При передвижении из одной комнаты в другую высвобождается переизбыток жизни, чья энергия хлещет через край. Стена оказывается отражением сознания, возвращая нам образ той идентичности, что ищет саму себя с тех пор, как человек понял, что наделен памятью. Плененный изнутри свет отражается в отблеске, где и перестает существовать. А красота освещает мрачную ночь времен в тот самый миг, когда человек отличил себя от животного, чтобы затем интегрировать его в свой самый непосредственный универсум. Это в высшей степени религиозное место становится средоточием элементарного язычества, в котором ощущается ветер первоначального празднества. Конечно, именно здесь «суверенность празднует свою свадьбу со смертью»... Пещера Ласко, похоже, указывает нам на ту точку, где лучится невозможное и бесконечно возобновляется искусство. В этом «брутальном» состоянии оно вырывает человека из всякого идентифицирующего антропоморфного образа и подписывается под своим происхождением от природы, от самой животности.

Перевод С. Б. Рындина




1. См. нашу работу: L’aeuvre de la mort et la pensee de Georges Bataille? A partir de L’Impossimble, 1981
2. Батай Ж. Невозможное / Пер. с франц. Е. Д. Гальцовой // Батай Ж. Ненависть к поэзии. М., 1999. С. 249. — Прим. пер.
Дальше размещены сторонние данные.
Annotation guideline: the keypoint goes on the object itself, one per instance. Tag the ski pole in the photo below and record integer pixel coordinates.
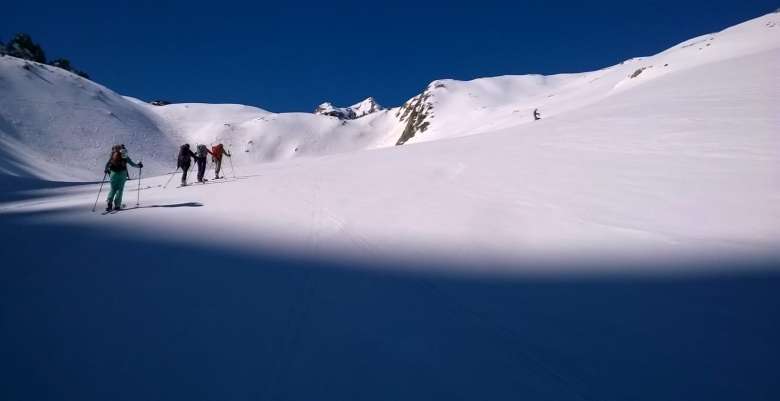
(99, 190)
(138, 198)
(170, 178)
(232, 171)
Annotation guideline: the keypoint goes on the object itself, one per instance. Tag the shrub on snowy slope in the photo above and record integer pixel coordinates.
(22, 46)
(56, 125)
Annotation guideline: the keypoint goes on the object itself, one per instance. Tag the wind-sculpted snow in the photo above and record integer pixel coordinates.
(60, 126)
(627, 238)
(57, 125)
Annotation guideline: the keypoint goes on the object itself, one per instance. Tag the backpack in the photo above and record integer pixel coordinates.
(202, 151)
(117, 163)
(184, 155)
(216, 151)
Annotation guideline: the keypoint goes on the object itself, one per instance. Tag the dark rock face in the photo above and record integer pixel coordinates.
(417, 113)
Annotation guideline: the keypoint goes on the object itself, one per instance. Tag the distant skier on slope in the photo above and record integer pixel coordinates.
(184, 161)
(217, 151)
(201, 157)
(117, 170)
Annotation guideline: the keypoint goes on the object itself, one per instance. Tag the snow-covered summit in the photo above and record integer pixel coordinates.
(47, 114)
(357, 110)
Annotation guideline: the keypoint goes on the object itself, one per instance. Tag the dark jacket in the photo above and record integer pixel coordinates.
(185, 154)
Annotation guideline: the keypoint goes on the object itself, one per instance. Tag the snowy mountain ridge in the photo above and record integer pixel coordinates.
(357, 110)
(45, 108)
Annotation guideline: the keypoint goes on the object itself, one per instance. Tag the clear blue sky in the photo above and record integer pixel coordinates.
(291, 57)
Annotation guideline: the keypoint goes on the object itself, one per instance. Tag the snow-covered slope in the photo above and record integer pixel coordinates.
(450, 108)
(357, 110)
(57, 125)
(686, 162)
(628, 238)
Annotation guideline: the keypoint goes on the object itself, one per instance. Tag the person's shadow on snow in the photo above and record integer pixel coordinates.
(186, 204)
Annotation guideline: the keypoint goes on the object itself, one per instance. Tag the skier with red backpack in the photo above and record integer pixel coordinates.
(117, 170)
(217, 151)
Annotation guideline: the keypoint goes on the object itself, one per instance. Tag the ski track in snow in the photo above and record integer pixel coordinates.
(629, 237)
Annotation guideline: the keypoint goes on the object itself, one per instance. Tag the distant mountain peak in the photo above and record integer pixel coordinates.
(357, 110)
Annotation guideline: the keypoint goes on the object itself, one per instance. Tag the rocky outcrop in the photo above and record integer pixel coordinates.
(417, 112)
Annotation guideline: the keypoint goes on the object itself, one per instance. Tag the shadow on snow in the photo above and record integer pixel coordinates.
(89, 316)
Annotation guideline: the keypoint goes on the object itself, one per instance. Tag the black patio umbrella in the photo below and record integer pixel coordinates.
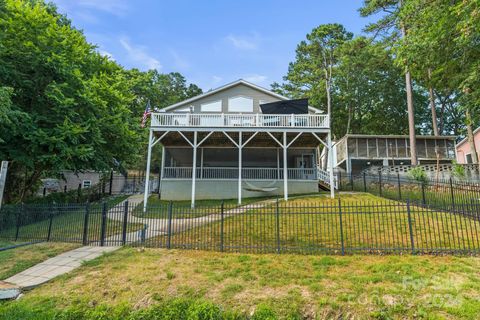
(297, 106)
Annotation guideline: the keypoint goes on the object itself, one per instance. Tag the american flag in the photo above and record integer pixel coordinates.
(146, 113)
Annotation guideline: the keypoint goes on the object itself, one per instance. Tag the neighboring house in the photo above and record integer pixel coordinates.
(464, 154)
(239, 140)
(73, 180)
(356, 152)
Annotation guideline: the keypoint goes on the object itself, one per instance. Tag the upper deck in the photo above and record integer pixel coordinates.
(238, 122)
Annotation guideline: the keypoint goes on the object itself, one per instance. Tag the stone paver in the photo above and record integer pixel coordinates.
(53, 267)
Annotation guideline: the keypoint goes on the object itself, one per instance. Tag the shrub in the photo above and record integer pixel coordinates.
(458, 171)
(418, 174)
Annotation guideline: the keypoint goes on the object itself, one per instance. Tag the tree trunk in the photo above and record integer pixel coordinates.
(470, 138)
(432, 105)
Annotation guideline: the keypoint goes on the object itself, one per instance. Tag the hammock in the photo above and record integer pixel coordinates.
(268, 188)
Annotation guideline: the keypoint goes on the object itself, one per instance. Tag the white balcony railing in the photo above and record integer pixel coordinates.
(247, 173)
(239, 120)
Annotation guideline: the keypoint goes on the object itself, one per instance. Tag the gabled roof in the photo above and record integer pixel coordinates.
(227, 86)
(466, 138)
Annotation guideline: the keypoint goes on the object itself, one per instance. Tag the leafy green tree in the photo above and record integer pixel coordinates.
(367, 88)
(393, 28)
(444, 38)
(70, 103)
(312, 71)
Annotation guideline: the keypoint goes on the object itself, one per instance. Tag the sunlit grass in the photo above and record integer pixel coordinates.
(310, 287)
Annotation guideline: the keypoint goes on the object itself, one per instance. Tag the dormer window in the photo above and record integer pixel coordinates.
(240, 104)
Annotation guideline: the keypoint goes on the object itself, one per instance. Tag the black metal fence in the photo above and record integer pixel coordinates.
(330, 226)
(448, 194)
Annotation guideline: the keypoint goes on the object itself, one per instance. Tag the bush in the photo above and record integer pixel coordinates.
(458, 171)
(418, 174)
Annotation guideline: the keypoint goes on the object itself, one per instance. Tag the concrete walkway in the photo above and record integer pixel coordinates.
(71, 260)
(159, 226)
(56, 266)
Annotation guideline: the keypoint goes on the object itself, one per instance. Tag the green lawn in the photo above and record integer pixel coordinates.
(161, 284)
(13, 261)
(313, 225)
(159, 208)
(68, 226)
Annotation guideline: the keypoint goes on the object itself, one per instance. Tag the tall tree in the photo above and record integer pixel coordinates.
(445, 38)
(315, 60)
(394, 28)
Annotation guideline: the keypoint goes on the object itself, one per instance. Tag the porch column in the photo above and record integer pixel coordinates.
(147, 180)
(162, 166)
(285, 171)
(330, 166)
(240, 147)
(194, 167)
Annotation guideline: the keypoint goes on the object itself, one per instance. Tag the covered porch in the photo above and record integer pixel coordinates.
(252, 154)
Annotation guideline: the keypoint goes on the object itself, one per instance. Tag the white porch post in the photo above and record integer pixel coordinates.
(162, 166)
(330, 166)
(201, 163)
(240, 147)
(194, 167)
(147, 180)
(285, 171)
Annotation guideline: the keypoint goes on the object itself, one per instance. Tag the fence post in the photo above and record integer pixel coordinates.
(79, 190)
(169, 225)
(380, 182)
(424, 201)
(125, 221)
(341, 226)
(111, 183)
(49, 233)
(364, 182)
(85, 224)
(399, 187)
(410, 227)
(221, 226)
(19, 213)
(277, 225)
(452, 194)
(104, 224)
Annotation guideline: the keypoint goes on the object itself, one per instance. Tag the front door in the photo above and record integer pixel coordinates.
(305, 161)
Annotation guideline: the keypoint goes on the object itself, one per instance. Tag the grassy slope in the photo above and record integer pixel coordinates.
(16, 260)
(159, 208)
(315, 220)
(312, 286)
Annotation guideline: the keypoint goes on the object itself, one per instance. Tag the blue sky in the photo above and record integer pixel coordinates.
(211, 42)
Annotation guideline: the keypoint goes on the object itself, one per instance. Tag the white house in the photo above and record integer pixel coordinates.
(239, 140)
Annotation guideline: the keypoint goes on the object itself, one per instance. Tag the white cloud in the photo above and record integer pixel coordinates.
(106, 54)
(179, 61)
(244, 42)
(138, 55)
(114, 7)
(256, 78)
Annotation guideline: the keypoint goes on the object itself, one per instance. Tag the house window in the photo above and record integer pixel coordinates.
(215, 106)
(468, 158)
(240, 104)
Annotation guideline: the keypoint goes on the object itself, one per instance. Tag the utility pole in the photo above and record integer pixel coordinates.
(3, 178)
(410, 108)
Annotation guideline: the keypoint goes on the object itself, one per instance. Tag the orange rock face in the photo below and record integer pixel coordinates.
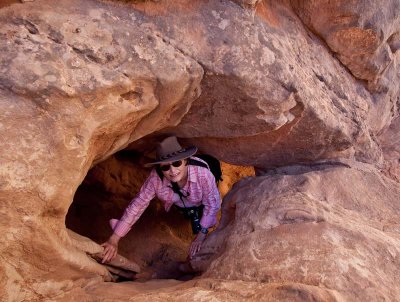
(304, 93)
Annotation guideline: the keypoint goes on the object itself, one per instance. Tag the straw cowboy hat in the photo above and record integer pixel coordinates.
(169, 150)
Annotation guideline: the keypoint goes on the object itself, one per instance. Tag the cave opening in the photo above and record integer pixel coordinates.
(159, 241)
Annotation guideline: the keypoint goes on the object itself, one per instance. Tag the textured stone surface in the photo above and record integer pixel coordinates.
(289, 87)
(326, 226)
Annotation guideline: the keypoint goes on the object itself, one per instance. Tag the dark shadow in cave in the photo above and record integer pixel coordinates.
(158, 242)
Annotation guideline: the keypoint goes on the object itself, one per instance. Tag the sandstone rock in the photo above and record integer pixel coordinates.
(364, 37)
(316, 228)
(282, 88)
(84, 79)
(74, 88)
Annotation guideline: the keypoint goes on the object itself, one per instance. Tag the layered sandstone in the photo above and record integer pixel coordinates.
(305, 92)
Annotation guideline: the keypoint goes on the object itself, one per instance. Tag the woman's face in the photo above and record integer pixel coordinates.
(177, 171)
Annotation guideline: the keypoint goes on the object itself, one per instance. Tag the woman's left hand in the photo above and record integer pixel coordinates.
(196, 244)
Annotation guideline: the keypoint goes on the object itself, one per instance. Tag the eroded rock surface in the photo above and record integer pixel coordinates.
(292, 88)
(329, 228)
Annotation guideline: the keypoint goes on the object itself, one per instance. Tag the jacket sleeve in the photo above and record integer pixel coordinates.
(136, 207)
(211, 199)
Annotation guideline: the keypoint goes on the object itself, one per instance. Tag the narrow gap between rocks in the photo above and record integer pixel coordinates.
(159, 241)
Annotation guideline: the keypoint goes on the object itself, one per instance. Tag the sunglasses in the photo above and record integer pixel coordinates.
(175, 164)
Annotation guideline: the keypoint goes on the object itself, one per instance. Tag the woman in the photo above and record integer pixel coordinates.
(174, 181)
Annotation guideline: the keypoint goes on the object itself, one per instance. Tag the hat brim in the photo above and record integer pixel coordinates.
(181, 155)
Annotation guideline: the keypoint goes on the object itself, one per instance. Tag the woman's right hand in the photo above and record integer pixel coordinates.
(110, 248)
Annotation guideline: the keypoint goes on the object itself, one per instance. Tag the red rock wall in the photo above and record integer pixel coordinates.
(287, 87)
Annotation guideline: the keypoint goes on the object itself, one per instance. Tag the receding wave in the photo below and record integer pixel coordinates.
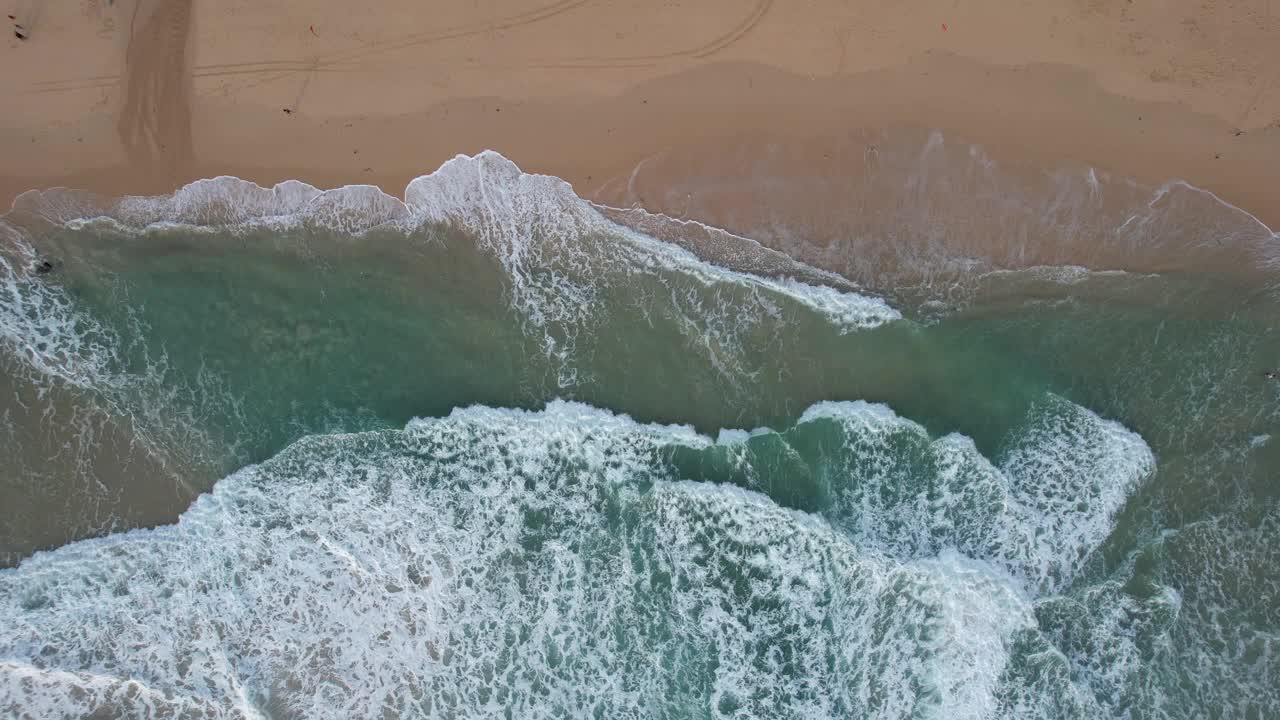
(289, 452)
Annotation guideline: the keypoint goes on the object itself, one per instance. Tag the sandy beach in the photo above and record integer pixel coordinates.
(141, 96)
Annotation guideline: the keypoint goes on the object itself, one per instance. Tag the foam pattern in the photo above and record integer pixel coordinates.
(510, 563)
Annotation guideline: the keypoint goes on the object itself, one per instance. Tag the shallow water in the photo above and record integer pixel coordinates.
(488, 451)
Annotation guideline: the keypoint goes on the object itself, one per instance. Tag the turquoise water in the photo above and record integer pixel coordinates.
(488, 452)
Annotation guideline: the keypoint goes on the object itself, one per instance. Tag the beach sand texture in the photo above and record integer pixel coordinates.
(141, 96)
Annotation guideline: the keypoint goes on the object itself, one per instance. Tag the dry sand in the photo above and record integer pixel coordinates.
(140, 96)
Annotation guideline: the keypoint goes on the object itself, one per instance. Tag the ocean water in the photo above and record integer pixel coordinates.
(492, 450)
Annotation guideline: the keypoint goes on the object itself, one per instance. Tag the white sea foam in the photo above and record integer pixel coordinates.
(1040, 510)
(510, 561)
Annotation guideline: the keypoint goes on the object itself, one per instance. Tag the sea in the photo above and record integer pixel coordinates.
(490, 450)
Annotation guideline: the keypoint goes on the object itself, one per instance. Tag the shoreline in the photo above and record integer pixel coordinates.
(590, 121)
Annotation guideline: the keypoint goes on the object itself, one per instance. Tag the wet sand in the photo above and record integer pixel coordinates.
(141, 96)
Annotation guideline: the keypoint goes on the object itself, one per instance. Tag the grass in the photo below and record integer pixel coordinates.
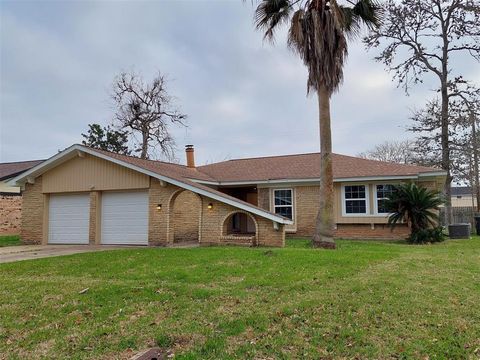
(364, 300)
(10, 240)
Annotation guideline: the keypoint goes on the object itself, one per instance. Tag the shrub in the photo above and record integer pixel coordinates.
(418, 207)
(423, 236)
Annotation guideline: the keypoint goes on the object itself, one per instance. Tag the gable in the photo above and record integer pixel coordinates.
(88, 173)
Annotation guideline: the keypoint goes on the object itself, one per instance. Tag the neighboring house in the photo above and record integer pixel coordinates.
(10, 196)
(462, 197)
(10, 170)
(83, 195)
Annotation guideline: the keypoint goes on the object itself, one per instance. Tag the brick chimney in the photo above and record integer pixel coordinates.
(190, 152)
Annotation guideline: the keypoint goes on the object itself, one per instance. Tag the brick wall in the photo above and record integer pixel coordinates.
(213, 224)
(187, 208)
(307, 204)
(158, 219)
(264, 198)
(32, 213)
(92, 230)
(306, 208)
(10, 214)
(365, 231)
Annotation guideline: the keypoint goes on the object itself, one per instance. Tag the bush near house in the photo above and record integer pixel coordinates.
(419, 207)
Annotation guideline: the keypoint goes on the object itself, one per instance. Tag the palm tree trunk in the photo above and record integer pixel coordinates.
(323, 236)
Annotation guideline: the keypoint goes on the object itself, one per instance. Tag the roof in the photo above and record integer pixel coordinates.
(168, 172)
(11, 169)
(307, 166)
(461, 190)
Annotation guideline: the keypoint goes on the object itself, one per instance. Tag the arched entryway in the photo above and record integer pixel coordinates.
(240, 226)
(185, 217)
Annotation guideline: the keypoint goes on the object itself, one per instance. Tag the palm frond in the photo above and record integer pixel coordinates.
(270, 14)
(366, 13)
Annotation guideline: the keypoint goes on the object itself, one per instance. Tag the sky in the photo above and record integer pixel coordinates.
(244, 97)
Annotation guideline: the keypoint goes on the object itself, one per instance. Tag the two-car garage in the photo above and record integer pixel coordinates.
(123, 218)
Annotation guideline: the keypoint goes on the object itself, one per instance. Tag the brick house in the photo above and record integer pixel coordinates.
(83, 195)
(11, 197)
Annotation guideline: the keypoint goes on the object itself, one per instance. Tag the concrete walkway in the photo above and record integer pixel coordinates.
(28, 252)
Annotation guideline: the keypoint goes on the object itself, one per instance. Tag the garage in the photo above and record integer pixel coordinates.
(68, 219)
(124, 218)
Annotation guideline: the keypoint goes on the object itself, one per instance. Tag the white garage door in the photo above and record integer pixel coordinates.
(125, 218)
(68, 219)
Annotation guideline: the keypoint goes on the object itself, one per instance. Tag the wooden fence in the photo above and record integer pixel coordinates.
(463, 214)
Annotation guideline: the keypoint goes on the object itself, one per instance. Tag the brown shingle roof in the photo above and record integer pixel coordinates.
(11, 169)
(177, 172)
(305, 166)
(172, 170)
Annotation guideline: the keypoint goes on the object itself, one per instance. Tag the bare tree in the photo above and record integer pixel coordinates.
(106, 138)
(464, 135)
(401, 152)
(422, 36)
(146, 110)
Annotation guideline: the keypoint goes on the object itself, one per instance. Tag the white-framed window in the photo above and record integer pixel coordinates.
(355, 200)
(283, 202)
(382, 192)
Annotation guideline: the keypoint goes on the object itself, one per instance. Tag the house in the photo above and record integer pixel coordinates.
(83, 195)
(10, 170)
(10, 196)
(462, 197)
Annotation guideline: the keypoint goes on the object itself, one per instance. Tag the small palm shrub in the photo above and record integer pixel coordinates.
(419, 207)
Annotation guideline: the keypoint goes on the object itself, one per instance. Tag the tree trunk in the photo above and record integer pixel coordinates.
(476, 167)
(323, 236)
(446, 154)
(144, 153)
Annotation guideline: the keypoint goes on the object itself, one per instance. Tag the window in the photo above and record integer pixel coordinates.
(383, 192)
(355, 199)
(283, 203)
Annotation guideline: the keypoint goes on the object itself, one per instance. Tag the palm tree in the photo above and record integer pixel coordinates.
(318, 34)
(417, 206)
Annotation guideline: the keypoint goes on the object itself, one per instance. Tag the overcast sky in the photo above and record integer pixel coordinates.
(243, 97)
3. Там же. С. 267. — Прим. пер.
4. Там же. С. 275. — Прим. пер.
5. Там же. С. 250. — Прим. пер.
6. Там же. С. 268. — Прим. пер.
7. Там же. С. 241. — Прим. пер.
8. Там же. С. 250. — Прим. пер.
9. Там же. С. 304. — Прим. пер.
10. Ролан Барт.
11. Батай Ж. Невозможное. С. 300. — Прим. пер.
12. Батай Ж. Литература и зло. М., 1994. — Прим. ред.
13. Высочайшее действо — действо «человека, превосходящего свои возможно ведущего жизнь «на вершине невозможного».
14. Bataille G. Lascaux ou la naissance de l’art. Ed. d’art Albert Skira.